What makes you think that it has a Cal. 2572 PC? If it did, the last three numbers of the reference number should be 380 but this does not seem to be the case (although the picture isn't clear enough for me to tell for certain). Does it have a 4 Hz beat rate? If the beat rate is higher, it should have a Cal. 408 (originally a Movado calibre) or an ETA 2837. As stated before, I have a hunch that it is from the late seventies (wrong case back number for early seventies). Zenith stopped making their own movements in 1975 so that, although old stock Cal. 2572 PCs were used, they also used other movements at that time.
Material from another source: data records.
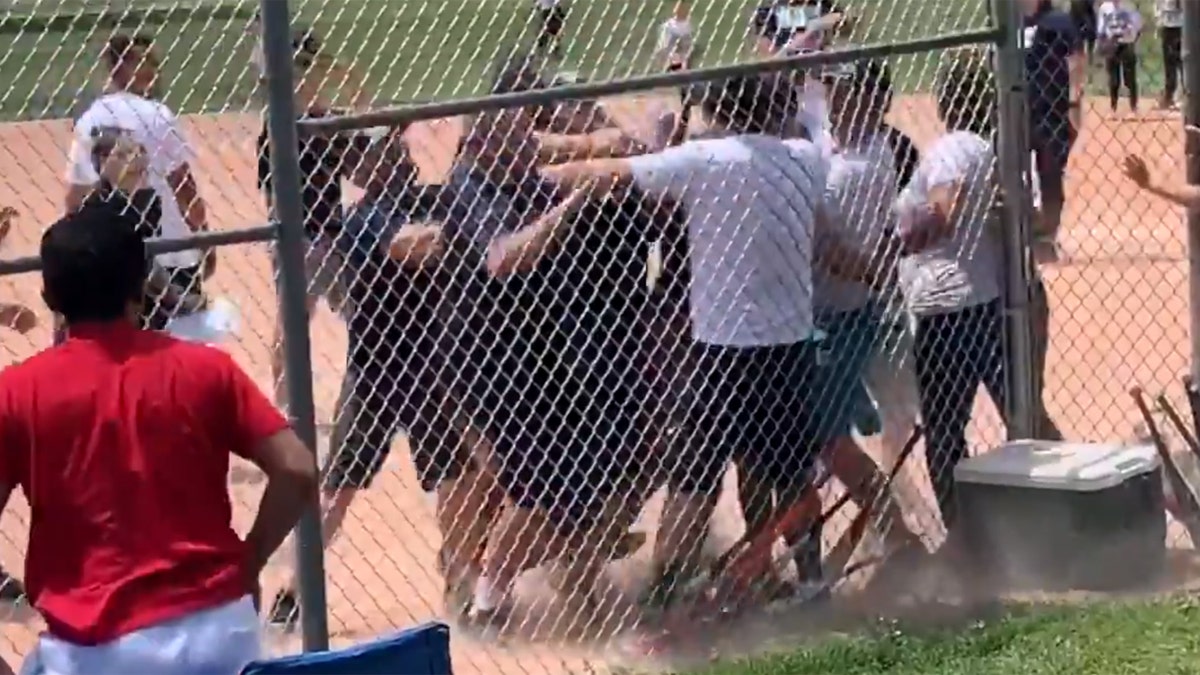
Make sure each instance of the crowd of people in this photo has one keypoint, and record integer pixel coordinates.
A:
(815, 282)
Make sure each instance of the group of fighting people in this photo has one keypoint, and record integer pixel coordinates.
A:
(504, 318)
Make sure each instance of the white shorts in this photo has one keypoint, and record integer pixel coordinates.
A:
(214, 641)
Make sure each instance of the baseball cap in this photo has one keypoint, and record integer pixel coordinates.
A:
(862, 76)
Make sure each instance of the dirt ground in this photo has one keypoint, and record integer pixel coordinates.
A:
(1120, 310)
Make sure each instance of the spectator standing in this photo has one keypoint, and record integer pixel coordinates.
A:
(1169, 17)
(1056, 70)
(129, 106)
(952, 273)
(325, 163)
(1117, 27)
(751, 304)
(1083, 13)
(551, 17)
(391, 374)
(677, 42)
(120, 440)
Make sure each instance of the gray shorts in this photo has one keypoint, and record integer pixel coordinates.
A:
(323, 268)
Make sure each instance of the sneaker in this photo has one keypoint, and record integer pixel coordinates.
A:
(11, 589)
(285, 610)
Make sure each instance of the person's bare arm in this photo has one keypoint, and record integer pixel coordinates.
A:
(1181, 193)
(417, 244)
(603, 173)
(610, 142)
(196, 213)
(291, 485)
(521, 250)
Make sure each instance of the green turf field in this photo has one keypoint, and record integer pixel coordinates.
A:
(1153, 638)
(413, 49)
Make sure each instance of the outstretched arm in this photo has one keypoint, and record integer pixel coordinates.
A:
(1182, 193)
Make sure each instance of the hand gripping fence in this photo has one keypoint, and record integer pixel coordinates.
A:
(551, 413)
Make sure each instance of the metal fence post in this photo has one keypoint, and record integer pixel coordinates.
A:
(1013, 163)
(294, 315)
(1192, 149)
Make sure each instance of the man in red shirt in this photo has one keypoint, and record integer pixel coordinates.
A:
(120, 440)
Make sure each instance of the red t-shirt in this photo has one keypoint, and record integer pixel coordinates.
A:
(120, 440)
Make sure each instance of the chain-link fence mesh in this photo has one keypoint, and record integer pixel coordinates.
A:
(600, 375)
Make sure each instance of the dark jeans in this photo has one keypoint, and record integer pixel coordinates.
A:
(1173, 60)
(955, 353)
(1122, 67)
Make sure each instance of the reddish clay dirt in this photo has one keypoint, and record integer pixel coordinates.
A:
(1120, 308)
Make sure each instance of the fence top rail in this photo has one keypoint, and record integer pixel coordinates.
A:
(419, 112)
(155, 246)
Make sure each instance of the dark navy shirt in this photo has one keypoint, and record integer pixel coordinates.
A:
(1050, 37)
(393, 309)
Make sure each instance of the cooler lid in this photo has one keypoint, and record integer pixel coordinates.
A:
(1080, 467)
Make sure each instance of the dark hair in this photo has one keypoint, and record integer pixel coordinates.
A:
(966, 93)
(119, 46)
(94, 264)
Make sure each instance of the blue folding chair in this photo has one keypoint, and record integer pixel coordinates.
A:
(424, 650)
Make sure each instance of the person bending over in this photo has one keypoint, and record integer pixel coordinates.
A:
(393, 372)
(751, 244)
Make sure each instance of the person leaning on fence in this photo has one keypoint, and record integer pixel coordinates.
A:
(120, 440)
(511, 351)
(121, 166)
(129, 107)
(391, 372)
(325, 162)
(750, 303)
(951, 274)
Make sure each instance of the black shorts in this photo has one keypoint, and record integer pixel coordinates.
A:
(565, 420)
(753, 406)
(377, 402)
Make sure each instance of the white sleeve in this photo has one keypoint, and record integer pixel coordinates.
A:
(171, 149)
(949, 163)
(671, 169)
(81, 169)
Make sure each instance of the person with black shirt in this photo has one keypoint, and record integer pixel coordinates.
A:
(325, 162)
(546, 351)
(393, 371)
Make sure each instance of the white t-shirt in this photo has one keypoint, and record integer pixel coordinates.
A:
(751, 204)
(964, 269)
(859, 193)
(675, 39)
(155, 127)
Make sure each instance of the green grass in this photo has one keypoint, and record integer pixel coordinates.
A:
(414, 49)
(411, 49)
(1151, 638)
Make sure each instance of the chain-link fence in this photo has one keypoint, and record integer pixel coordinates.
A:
(553, 412)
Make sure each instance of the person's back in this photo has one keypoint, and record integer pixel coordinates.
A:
(120, 440)
(963, 269)
(102, 410)
(751, 203)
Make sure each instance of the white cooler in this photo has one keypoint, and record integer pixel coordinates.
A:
(1056, 515)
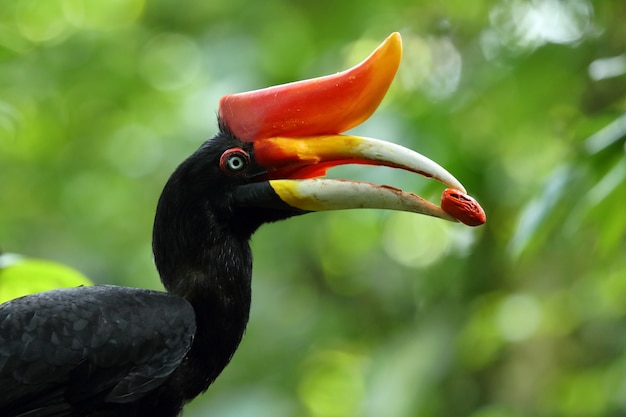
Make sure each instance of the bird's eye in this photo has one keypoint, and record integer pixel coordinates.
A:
(234, 160)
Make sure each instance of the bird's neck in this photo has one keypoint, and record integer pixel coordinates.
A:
(200, 259)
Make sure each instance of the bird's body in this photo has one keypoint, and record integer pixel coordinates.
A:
(115, 351)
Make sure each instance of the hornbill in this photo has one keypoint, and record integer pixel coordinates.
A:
(115, 351)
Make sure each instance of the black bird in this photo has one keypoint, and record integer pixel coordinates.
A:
(115, 351)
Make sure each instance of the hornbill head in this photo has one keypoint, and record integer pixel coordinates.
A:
(276, 143)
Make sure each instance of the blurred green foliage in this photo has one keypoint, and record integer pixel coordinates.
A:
(360, 313)
(22, 276)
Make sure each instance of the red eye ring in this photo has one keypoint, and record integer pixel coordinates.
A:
(234, 160)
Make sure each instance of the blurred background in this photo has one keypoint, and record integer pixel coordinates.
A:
(364, 312)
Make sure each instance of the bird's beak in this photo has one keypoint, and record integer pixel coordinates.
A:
(295, 129)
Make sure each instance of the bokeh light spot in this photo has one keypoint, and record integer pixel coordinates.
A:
(333, 384)
(103, 14)
(415, 241)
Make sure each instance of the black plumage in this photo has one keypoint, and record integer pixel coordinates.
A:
(115, 351)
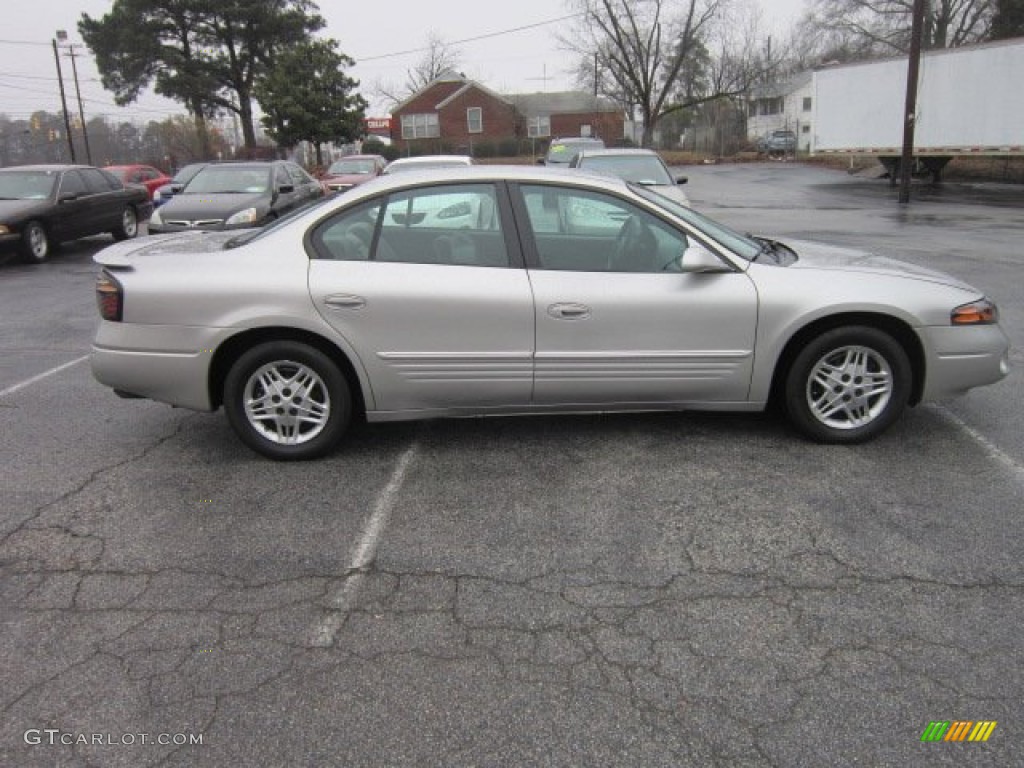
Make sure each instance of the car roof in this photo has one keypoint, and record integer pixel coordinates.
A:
(619, 152)
(458, 159)
(49, 167)
(471, 173)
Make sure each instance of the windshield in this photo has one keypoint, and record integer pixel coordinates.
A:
(345, 167)
(562, 152)
(741, 245)
(185, 174)
(27, 184)
(220, 179)
(248, 236)
(643, 169)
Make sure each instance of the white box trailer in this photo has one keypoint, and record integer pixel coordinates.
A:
(970, 101)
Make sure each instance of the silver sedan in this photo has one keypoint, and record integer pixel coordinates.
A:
(491, 290)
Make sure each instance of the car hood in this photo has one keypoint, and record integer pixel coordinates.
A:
(819, 256)
(15, 209)
(201, 206)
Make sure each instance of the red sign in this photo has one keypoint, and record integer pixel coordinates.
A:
(379, 125)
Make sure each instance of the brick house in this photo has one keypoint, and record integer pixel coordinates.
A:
(454, 114)
(782, 105)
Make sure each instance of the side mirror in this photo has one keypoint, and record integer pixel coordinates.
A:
(698, 260)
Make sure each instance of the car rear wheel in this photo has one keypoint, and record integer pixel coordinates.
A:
(848, 385)
(129, 224)
(35, 243)
(287, 400)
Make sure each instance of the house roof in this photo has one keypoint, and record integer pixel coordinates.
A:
(782, 87)
(561, 102)
(470, 84)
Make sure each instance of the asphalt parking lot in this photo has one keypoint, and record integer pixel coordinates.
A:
(643, 590)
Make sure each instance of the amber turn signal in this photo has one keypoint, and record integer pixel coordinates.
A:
(981, 312)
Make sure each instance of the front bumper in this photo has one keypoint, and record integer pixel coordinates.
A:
(960, 358)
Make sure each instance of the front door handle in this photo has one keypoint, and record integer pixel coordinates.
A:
(568, 311)
(345, 301)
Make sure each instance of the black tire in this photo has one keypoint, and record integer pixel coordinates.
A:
(828, 392)
(36, 246)
(128, 227)
(263, 373)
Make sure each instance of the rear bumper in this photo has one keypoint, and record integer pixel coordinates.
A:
(166, 364)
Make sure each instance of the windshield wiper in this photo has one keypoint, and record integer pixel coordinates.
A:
(765, 246)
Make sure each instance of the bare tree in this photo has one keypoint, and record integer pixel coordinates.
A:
(860, 29)
(437, 58)
(662, 56)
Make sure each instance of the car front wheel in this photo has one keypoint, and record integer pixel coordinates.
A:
(35, 243)
(129, 224)
(287, 400)
(848, 385)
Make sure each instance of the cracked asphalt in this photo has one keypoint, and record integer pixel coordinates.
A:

If you can show a picture of the movement or at least give the full reference number, we can tell a little more.

Hartmut Richter


----------



## nikola0406 (Jun 17, 2010)

First thank you. It is 2572pc I have seen it and ref.is 01.1250.380 so it is. Any more info would be great. And I mention you because I seen that you have great knowledge of it. Thanks, Nikola


----------



## Hartmut Richter (Feb 13, 2006)

Ah well, the 380 confirms the calibre - and that would suggest that it is mid seventies. Before would conflict with the lack of a serial number and after would conflict with the movement.

Nice catch!

Hartmut Richter


----------



## nikola0406 (Jun 17, 2010)

So everything looks fine to you, because I am no expert for Zenith


----------



## Hans61 (Oct 11, 2010)

Zenith Surf für € 600 zu verkaufen von Privat auf Chrono24


----------



## nikola0406 (Jun 17, 2010)

Yes that is mine. Not asking for a price, just wonder does everything looks fine on it, as it should be, because I have seen many similar but not one the same


----------



## Hartmut Richter (Feb 13, 2006)

I think that it would be a very difficult task to put together a complete (pictorial) list of all Zenith models over the years. The movement is 100% genuine, I am practically certain that the dial also is. The case is the biggest unknown factor but the engraving on the back (writing and correct reference number structure) and the fact that it seems to go with the front does not leave me with any worries about that watch. Keep googling the ref number at intervals and see whether the web comes up with a similar or identical piece.

Hartmut Richter


----------



## nikola0406 (Jun 17, 2010)

Thank you very much. I will do that.


----------



## nikola0406 (Jun 17, 2010)

I have try that with no success  So if you guys have some links of vintage watches where can I have a look, you can PM me or put it here. Thanks, Nikola


----------